Marlow reports that the movement of the guns up the hill prompts a legend that Jim has supernatural powers because the use of ropes and turning devices and manpower could not seem to fully explain the execution of the task. Leaving others to man the guns once they are in place, Jim joins Dain Waris with a storming party waiting in a ravine for the first sign of daylight. The guns smash the fort to the point of allowing the raiding party access, and the result is a complete rout that creates Lord Jim’s legend. His fame becomes the greatest of any person in that region for many miles.

Chapter 28 Summary

The successful ouster of Sherif Ali, who flees after the defeat, leaves Jim in consultation with Dain Waris to appoint headmen and makes Jim a virtual ruler. Meanwhile the Rajah fears he too could be ousted and driven from Patusan, while Doramin fears that Jim will leave like the white men who came before him.

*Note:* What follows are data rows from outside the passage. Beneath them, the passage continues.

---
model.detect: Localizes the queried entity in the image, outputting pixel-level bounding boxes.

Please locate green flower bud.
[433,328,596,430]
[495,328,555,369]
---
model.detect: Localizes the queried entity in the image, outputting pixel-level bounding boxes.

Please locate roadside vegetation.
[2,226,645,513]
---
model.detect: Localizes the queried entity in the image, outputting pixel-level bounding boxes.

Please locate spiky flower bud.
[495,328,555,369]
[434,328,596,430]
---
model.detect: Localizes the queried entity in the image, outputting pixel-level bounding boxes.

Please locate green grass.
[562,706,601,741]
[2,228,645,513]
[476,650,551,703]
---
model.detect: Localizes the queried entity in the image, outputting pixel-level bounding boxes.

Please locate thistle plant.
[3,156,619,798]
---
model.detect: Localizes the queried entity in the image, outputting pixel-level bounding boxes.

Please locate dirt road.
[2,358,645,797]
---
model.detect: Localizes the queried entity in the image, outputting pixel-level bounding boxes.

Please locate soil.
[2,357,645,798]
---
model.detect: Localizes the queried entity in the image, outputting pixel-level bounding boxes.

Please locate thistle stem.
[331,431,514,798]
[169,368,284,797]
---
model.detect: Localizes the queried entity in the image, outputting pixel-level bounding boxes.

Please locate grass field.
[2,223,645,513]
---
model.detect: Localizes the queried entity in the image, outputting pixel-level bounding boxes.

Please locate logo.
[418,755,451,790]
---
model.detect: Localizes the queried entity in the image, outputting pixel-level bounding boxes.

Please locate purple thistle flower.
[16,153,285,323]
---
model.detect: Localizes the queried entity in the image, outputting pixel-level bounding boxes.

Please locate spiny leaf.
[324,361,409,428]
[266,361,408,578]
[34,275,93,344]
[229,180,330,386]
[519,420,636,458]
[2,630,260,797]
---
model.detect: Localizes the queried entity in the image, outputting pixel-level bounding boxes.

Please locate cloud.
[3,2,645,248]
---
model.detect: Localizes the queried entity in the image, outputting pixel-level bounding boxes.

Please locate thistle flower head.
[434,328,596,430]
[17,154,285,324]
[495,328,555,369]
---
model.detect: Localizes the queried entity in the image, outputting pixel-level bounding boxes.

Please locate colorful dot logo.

Marlow then begins to narrate the story of Jim’s love for a young woman Jim calls Jewel, whose mother died during her unhappy marriage to Cornelius. The mother’s grave, while plain, is always cared for with fresh flowers. As Jim is known to frequently accompany the daughter on her walks, a legend arises that he keeps an enormous jewel on her person for safekeeping.

Chapter 29 Summary

According to Marlow, the girl known as Jewel is a vigilant and protective companion of Jim, as is Jim’s servant Tamb’ Itam. Marlow notices that Cornelius, Jewel’s father, lingers enviously in the vicinity as Jim walks with Jewel.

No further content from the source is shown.